Abd elrhman Hesham El-Gayar;

Abstract


Introduction: The optimal surgical intervention for spondylotic cervical myelo-radiculopathy of degenerative cervical disc disease is a subject of controversy.Anterior cervical discectomy and fusion (ACDF) is considered the gold standard treatment for of degenerative cervical disc disease, although it is highly effective at decompressing neural elements and stabilizing the spine, is accused of predisposing for adjacent-level degeneration.

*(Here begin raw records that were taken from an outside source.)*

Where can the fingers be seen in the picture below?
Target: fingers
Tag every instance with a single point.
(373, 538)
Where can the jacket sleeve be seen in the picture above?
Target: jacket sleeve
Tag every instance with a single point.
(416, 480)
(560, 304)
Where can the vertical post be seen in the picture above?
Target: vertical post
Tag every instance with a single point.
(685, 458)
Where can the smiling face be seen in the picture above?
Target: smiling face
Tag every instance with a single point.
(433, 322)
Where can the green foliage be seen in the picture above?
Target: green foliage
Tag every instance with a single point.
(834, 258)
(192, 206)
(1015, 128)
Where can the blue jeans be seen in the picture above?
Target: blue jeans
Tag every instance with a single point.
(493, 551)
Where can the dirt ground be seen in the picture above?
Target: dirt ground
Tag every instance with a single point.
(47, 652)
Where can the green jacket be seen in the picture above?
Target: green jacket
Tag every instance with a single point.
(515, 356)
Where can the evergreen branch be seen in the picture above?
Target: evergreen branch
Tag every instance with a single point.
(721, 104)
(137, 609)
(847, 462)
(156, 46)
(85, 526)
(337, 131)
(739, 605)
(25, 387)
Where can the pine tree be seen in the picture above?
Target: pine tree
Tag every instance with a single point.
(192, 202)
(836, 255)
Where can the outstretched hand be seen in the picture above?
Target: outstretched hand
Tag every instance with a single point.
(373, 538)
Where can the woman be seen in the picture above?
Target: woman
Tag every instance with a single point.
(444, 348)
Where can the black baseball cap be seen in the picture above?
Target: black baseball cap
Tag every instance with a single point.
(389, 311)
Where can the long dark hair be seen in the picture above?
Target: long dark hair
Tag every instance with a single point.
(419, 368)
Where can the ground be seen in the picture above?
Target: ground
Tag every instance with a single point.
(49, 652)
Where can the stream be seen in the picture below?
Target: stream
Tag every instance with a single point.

In the past years, there have been a large number of reports on advantages and disadvantages of cervical disc arthoplasty. Limitations for the use of prostheses are restricted indications, hypermobility, possible over-distraction and a number of other design specific complications
Disc replacement with DCI is a new strategy, in between ACDF & TDR. It is an intermediate solution in the spectrum of management strategies of cervical disc diseases.
On the contrary to TDR, The DCI implant offers stable, controlled (adequate) motion to already significantly degenerated motion segments.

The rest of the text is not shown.